TODO: kexec en changeant la cmdline pour démarrer sur un nouveau snapshot !!! pb avec fstab pas à jour?
TODO: Documentation/cmdline-partition, pour indiquer la table de partitions sur la ligne de commande, sans compter l’utilisation d’un device static.
TODO: utile de compléter le fichier /etc/shadow ?
TODO: comment se passe la gestion des fichiers /var/log et/ou /var/lib/systemd
TODO: voir si le premier umount avec -f dans live.stop accélère la vitesse du démontage (qui peut être forcé sans problème)
TODO: SIGSTOP&SIGCONT pour pouvoir garder lighttpd sur le fil lorsqu’on doit effectuer un live.stop&live.start pour les dossiers du serveur.

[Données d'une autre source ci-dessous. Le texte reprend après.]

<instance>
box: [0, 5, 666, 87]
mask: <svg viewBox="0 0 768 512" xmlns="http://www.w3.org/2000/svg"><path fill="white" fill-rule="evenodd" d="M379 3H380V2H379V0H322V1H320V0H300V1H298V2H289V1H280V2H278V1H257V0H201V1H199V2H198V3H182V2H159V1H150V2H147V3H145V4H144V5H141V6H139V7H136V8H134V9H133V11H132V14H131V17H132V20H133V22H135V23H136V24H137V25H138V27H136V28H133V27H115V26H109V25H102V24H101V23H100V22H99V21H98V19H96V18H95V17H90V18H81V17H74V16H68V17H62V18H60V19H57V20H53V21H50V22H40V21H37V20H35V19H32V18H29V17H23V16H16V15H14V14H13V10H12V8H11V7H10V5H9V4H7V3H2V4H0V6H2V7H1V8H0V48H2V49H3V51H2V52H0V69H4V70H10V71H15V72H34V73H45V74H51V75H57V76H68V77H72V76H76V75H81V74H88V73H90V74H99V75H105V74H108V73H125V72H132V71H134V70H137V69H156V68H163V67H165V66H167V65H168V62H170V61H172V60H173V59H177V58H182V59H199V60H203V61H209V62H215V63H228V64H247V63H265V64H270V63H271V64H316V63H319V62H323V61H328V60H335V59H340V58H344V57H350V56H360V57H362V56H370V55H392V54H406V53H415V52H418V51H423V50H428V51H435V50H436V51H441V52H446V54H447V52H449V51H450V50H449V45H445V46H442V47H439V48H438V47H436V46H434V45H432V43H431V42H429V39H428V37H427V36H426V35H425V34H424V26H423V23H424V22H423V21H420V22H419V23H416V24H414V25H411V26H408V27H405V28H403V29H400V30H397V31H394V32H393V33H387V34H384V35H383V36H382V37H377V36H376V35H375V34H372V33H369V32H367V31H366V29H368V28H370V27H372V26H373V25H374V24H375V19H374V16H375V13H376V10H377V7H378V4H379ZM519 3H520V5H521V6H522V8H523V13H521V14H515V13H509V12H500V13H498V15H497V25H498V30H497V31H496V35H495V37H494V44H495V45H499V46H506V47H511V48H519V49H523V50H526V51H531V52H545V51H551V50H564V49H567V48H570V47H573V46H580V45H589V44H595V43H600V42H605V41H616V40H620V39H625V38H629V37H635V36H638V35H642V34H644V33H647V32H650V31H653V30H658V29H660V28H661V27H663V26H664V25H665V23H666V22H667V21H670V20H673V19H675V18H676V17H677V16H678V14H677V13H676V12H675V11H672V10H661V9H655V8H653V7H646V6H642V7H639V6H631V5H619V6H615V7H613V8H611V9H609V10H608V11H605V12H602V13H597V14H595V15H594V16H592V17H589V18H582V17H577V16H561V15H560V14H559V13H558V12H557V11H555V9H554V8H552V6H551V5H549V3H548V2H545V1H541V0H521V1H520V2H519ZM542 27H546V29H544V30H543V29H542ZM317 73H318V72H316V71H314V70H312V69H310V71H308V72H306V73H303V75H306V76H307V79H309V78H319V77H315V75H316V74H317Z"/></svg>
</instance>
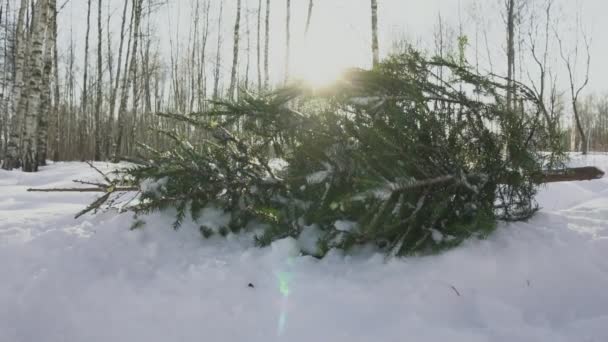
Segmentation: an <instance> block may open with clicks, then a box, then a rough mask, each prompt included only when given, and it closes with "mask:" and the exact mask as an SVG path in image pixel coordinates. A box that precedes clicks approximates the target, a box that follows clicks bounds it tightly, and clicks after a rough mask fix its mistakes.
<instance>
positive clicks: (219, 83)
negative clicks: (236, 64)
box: [213, 2, 224, 100]
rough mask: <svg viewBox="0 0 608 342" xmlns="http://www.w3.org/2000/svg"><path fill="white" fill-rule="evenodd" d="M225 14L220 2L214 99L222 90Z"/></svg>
mask: <svg viewBox="0 0 608 342" xmlns="http://www.w3.org/2000/svg"><path fill="white" fill-rule="evenodd" d="M223 14H224V3H223V2H221V3H220V15H219V19H218V25H217V27H218V30H217V53H216V55H215V70H214V72H213V99H214V100H217V99H218V98H219V95H220V94H219V91H220V69H221V61H222V58H221V56H222V29H221V27H222V17H223Z"/></svg>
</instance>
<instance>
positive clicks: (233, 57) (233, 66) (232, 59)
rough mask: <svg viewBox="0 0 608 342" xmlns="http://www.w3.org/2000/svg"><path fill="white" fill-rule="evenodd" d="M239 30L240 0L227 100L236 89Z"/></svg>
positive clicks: (232, 50) (235, 23)
mask: <svg viewBox="0 0 608 342" xmlns="http://www.w3.org/2000/svg"><path fill="white" fill-rule="evenodd" d="M240 28H241V0H237V3H236V23H235V24H234V47H233V50H232V72H231V73H230V88H228V89H229V90H228V91H229V93H228V97H229V99H231V100H233V99H234V91H235V87H236V78H237V69H238V65H239V39H240Z"/></svg>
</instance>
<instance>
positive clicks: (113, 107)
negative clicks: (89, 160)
mask: <svg viewBox="0 0 608 342" xmlns="http://www.w3.org/2000/svg"><path fill="white" fill-rule="evenodd" d="M128 4H129V1H126V0H125V3H124V6H123V9H122V20H121V24H120V43H119V44H118V60H117V63H116V76H115V78H114V79H115V83H114V84H111V85H110V87H112V89H111V90H110V104H109V105H110V111H109V115H108V125H107V126H106V127H107V130H108V133H109V132H112V131H113V123H114V114H115V113H114V112H115V110H116V95H117V93H118V87H119V85H120V76H121V66H122V52H123V47H124V41H125V25H126V22H127V8H128ZM108 15H109V14H108ZM109 31H110V30H109V29H108V34H109ZM110 46H111V44H110V39H109V38H108V53H109V51H110ZM110 57H111V56H110ZM109 60H111V58H109ZM111 74H112V73H111V72H110V76H111ZM110 140H111V139H108V140H107V143H106V146H105V150H106V155H107V156H110V154H111V151H110Z"/></svg>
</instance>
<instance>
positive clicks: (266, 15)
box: [264, 0, 270, 89]
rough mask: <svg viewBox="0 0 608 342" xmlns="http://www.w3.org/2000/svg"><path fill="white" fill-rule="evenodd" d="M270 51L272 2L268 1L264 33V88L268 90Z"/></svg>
mask: <svg viewBox="0 0 608 342" xmlns="http://www.w3.org/2000/svg"><path fill="white" fill-rule="evenodd" d="M269 49H270V0H266V19H265V32H264V88H265V89H268V85H269V84H268V83H269V82H270V71H269V70H268V67H269V61H268V57H269V56H268V52H269Z"/></svg>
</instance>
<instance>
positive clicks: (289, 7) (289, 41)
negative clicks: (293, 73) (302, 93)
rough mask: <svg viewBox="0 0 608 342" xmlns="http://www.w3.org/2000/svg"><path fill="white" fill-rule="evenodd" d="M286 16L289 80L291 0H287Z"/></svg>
mask: <svg viewBox="0 0 608 342" xmlns="http://www.w3.org/2000/svg"><path fill="white" fill-rule="evenodd" d="M286 5H287V8H286V12H287V14H286V18H285V82H287V81H288V80H289V67H290V66H289V60H290V59H291V0H287V3H286Z"/></svg>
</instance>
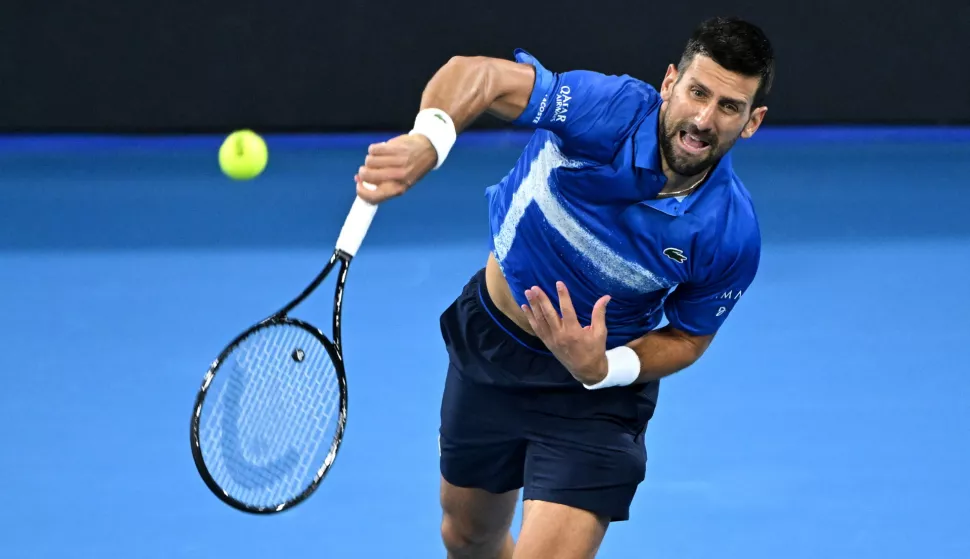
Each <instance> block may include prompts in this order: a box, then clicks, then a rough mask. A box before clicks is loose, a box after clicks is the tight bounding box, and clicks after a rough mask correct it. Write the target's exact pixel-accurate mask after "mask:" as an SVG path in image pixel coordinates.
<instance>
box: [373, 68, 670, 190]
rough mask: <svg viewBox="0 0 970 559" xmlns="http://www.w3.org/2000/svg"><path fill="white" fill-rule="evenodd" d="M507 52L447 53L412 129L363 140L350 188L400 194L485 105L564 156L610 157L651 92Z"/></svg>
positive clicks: (643, 87) (434, 78)
mask: <svg viewBox="0 0 970 559" xmlns="http://www.w3.org/2000/svg"><path fill="white" fill-rule="evenodd" d="M515 58H516V59H515V61H511V60H502V59H497V58H489V57H474V56H473V57H454V58H452V59H451V60H449V61H448V62H447V63H446V64H445V65H444V66H442V67H441V68H440V69H439V70H438V71H437V72H436V73H435V74H434V76H433V77H432V78H431V80H430V81H429V82H428V84H427V86H426V87H425V90H424V92H423V94H422V96H421V109H420V112H419V116H418V118H417V119H416V121H415V130H414V131H412V134H409V135H403V136H398V137H397V138H394V139H392V140H389V141H387V142H382V143H379V144H374V145H372V146H370V147H369V149H368V155H367V158H366V159H365V161H364V165H363V166H361V168H360V169H359V172H358V176H357V193H358V195H359V196H361V197H362V198H364V199H365V200H368V201H371V202H374V203H377V202H381V201H383V200H385V199H387V198H391V197H394V196H399V195H400V194H403V193H404V192H405V191H406V190H407V189H408V188H410V187H411V186H413V185H414V184H415V183H416V182H417V181H418V180H420V179H421V178H422V177H423V176H424V175H425V174H427V173H428V172H429V171H431V170H432V169H434V168H436V167H438V166H440V165H441V163H443V160H444V159H445V158H447V155H448V152H449V150H450V148H451V145H452V144H453V143H454V140H455V138H456V137H457V135H458V134H460V133H461V132H462V131H464V130H465V129H467V128H468V126H469V125H471V124H472V123H473V122H474V121H475V120H476V119H477V118H478V117H480V116H481V115H482V114H485V113H486V112H487V113H489V114H492V115H494V116H496V117H498V118H500V119H503V120H506V121H510V122H512V123H513V124H514V125H516V126H519V127H525V128H533V129H545V130H548V131H550V132H553V133H554V134H555V135H556V136H557V137H558V138H559V140H560V143H561V146H560V148H561V149H562V151H563V152H564V153H566V154H567V155H568V156H570V157H579V158H583V159H586V160H593V161H602V162H607V161H610V160H611V159H612V157H613V154H614V153H615V151H616V149H617V147H618V145H619V144H620V142H622V141H623V139H624V138H625V136H626V133H627V132H628V130H629V129H630V127H632V126H634V125H635V123H636V122H637V121H638V116H639V115H640V114H641V113H642V112H644V111H645V109H646V108H647V107H649V105H650V103H651V102H653V99H651V96H655V95H656V92H655V91H653V90H650V89H648V88H647V87H646V86H645V85H644V84H643V83H642V82H640V81H638V80H635V79H633V78H630V77H629V76H607V75H604V74H601V73H598V72H592V71H587V70H573V71H568V72H563V73H555V72H551V71H549V70H547V69H546V68H544V67H543V66H542V65H541V64H540V63H539V62H538V61H537V60H536V59H535V58H533V57H532V56H531V55H529V54H528V53H526V52H524V51H522V50H518V51H516V53H515ZM415 132H417V133H415ZM364 182H367V183H370V184H373V185H376V186H377V190H374V191H372V190H368V189H366V188H364V187H363V185H362V183H364Z"/></svg>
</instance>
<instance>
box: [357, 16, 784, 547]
mask: <svg viewBox="0 0 970 559" xmlns="http://www.w3.org/2000/svg"><path fill="white" fill-rule="evenodd" d="M514 56H515V60H514V61H507V60H501V59H492V58H483V57H456V58H453V59H452V60H450V61H449V62H448V63H447V64H445V65H444V66H443V67H441V68H440V70H439V71H438V72H437V73H436V74H435V75H434V77H433V78H432V79H431V80H430V82H429V83H428V85H427V87H426V89H425V91H424V93H423V97H422V102H421V109H420V111H419V113H418V115H417V118H416V121H415V126H414V129H413V130H412V132H411V133H409V134H407V135H402V136H399V137H396V138H394V139H392V140H390V141H387V142H384V143H379V144H375V145H372V146H370V147H369V150H368V154H367V156H366V159H365V162H364V165H363V166H362V167H361V168H360V169H359V172H358V176H357V185H358V186H357V193H358V194H359V195H360V196H361V197H362V198H364V199H367V200H369V201H371V202H374V203H379V202H382V201H384V200H386V199H388V198H391V197H393V196H398V195H400V194H402V193H404V192H405V191H407V190H408V188H410V187H411V186H413V185H414V184H415V183H416V182H417V181H418V180H419V179H420V178H421V177H422V176H424V175H425V174H426V173H428V172H430V171H431V170H432V169H437V168H439V167H441V165H442V164H443V163H444V162H445V160H446V158H447V156H448V153H449V151H450V149H451V146H452V145H453V144H454V142H455V139H456V136H457V134H458V133H460V132H461V131H462V130H464V129H465V128H466V127H467V126H468V125H469V124H471V123H472V122H473V121H474V120H475V119H476V118H477V117H479V116H480V115H482V114H483V113H485V112H488V113H490V114H493V115H496V116H498V117H500V118H502V119H505V120H507V121H510V122H512V123H514V124H515V125H518V126H522V127H528V128H532V129H535V133H534V135H533V136H532V138H531V140H530V141H529V143H528V145H527V146H526V147H525V149H524V151H523V153H522V155H521V157H520V158H519V159H518V161H517V162H516V163H515V165H514V168H513V169H512V170H511V171H510V172H509V174H508V175H507V176H506V177H505V178H503V179H502V180H501V181H500V182H499V183H498V184H495V185H494V186H491V187H489V188H488V190H487V194H488V197H487V200H488V205H489V206H488V207H489V221H490V226H491V237H492V250H491V252H490V254H489V255H488V258H487V262H486V265H485V266H484V268H483V269H482V270H480V271H478V272H477V273H475V274H474V275H473V276H472V277H471V279H470V281H469V282H468V283H467V285H466V286H465V287H464V289H463V290H462V292H461V294H460V295H459V296H458V297H457V299H456V300H455V301H454V303H453V304H452V305H451V306H449V308H448V309H447V310H445V311H444V313H443V314H442V315H441V332H442V335H443V337H444V341H445V345H446V347H447V350H448V354H449V357H450V366H449V368H448V373H447V380H446V382H445V388H444V396H443V400H442V405H441V428H440V433H439V448H440V455H441V476H442V479H441V505H442V508H443V512H444V515H443V522H442V525H441V535H442V538H443V540H444V545H445V547H446V548H447V550H448V556H449V557H454V558H459V557H461V558H465V557H468V558H490V559H491V558H509V557H515V558H517V559H518V558H522V559H540V558H541V559H547V558H550V557H555V558H557V559H566V558H586V557H593V556H595V554H596V552H597V550H598V548H599V546H600V543H601V542H602V539H603V537H604V535H605V533H606V530H607V527H608V525H609V523H610V522H616V521H623V520H627V519H628V518H629V511H630V504H631V501H632V500H633V497H634V494H635V492H636V490H637V487H638V485H639V484H640V483H641V482H642V481H643V479H644V475H645V469H646V449H645V444H644V432H645V430H646V426H647V422H648V421H649V419H650V418H651V417H652V415H653V413H654V408H655V406H656V401H657V393H658V381H659V380H660V379H661V378H662V377H666V376H668V375H671V374H673V373H676V372H678V371H681V370H683V369H685V368H686V367H688V366H690V365H691V364H692V363H694V362H695V361H697V359H698V358H700V357H701V355H702V354H703V353H704V352H705V350H706V349H707V348H708V346H709V345H710V344H711V340H712V339H713V337H714V335H715V333H716V332H717V331H718V329H719V328H720V327H721V326H722V325H723V324H724V321H725V319H727V317H728V316H729V315H730V314H731V312H732V310H733V309H734V307H735V305H736V304H737V303H738V301H739V300H740V299H741V298H742V296H743V295H744V294H745V293H746V292H747V290H748V287H749V285H750V284H751V283H752V280H753V279H754V277H755V273H756V271H757V268H758V264H759V259H760V254H761V235H760V230H759V226H758V221H757V218H756V215H755V210H754V208H753V206H752V202H751V199H750V197H749V194H748V192H747V191H746V190H745V187H744V186H743V184H742V183H741V180H740V179H739V178H738V176H737V175H736V174H735V171H734V169H733V168H732V163H731V157H730V154H729V151H730V149H731V147H732V146H733V145H734V144H735V142H736V141H737V140H738V139H739V138H749V137H751V136H752V135H753V134H754V133H755V132H756V131H757V130H758V127H759V126H760V125H761V123H762V120H763V119H764V117H765V112H766V110H767V109H766V107H765V97H766V95H767V94H768V92H769V90H770V88H771V83H772V76H773V68H774V61H773V53H772V47H771V45H770V43H769V41H768V39H767V38H766V37H765V35H764V34H763V33H762V31H761V30H760V29H759V28H757V27H756V26H754V25H752V24H750V23H748V22H745V21H742V20H739V19H727V18H715V19H711V20H709V21H704V22H703V23H701V24H700V26H699V27H698V28H697V29H696V30H695V31H694V32H693V34H692V35H691V37H690V39H689V41H688V42H687V46H686V49H685V50H684V52H683V55H682V58H681V59H680V61H679V64H678V65H676V66H674V65H670V66H669V68H668V69H667V72H666V75H665V76H664V79H663V82H662V84H661V87H660V90H659V91H657V90H656V89H655V88H653V87H651V86H650V85H648V84H646V83H644V82H642V81H639V80H637V79H634V78H632V77H629V76H608V75H603V74H601V73H597V72H593V71H586V70H575V71H567V72H563V73H556V72H553V71H550V70H547V69H546V68H544V67H543V66H542V65H541V64H540V63H539V61H538V60H537V59H536V58H534V57H533V56H531V55H530V54H529V53H526V52H524V51H522V50H517V51H516V52H515V55H514ZM363 181H366V182H369V183H373V184H375V185H376V186H377V188H376V190H373V191H372V190H368V189H367V188H364V187H363V185H362V182H363ZM664 316H666V319H667V322H668V323H667V324H666V325H663V326H662V325H661V322H662V319H663V317H664ZM522 488H524V491H523V496H522V497H523V500H524V505H523V522H522V527H521V531H520V535H519V538H518V542H513V539H512V537H511V535H510V526H511V522H512V518H513V514H514V511H515V505H516V502H517V499H518V492H519V489H522Z"/></svg>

TODO: check pagesize of the raspberry
TODO: ssh-keygen doit pouvoir être relancé pour chaque image.
# Réponse : oui
Posté par NicolasG . En réponse au message Linux from scratch pour Raspeberry: préparation depuis un PC. Évalué à 4.
Voici mes notes. Elles datent d’environ un an, donc il y aura peut-être des mises à jour à faire. C’est très synthétique (ce n’était pas destiné à publication) : il faut donc avoir un très bon niveau pour pouvoir s’en servir.
Ça utilise Gentoo par contre, si tu connais pas, peut-être vaut-il mieux l’utiliser avant sur un poste ordinaire : de toute façon mes notes utilisent Gentoo comme système de build, avec une partition btrfs (un
subvolumefaisant office d’image virtuelle du système : on versionne le système et on met à jour le diff seulement sur la carte, c’est vraiment le top pour travailler).C’est un gros boulot. J’avais fini par abandonner mon but initial. Mais il y a déjà de quoi faire avec mes notes. À toi d’adapter en fonction de tes besoins. Je livre tel quel, j’espère que cela te sera utile ou à d’autres même si ça n’utilise pas LFS. Bon courage !
Je crois savoir que sous Debian il existe aussi un système de compilation croisée.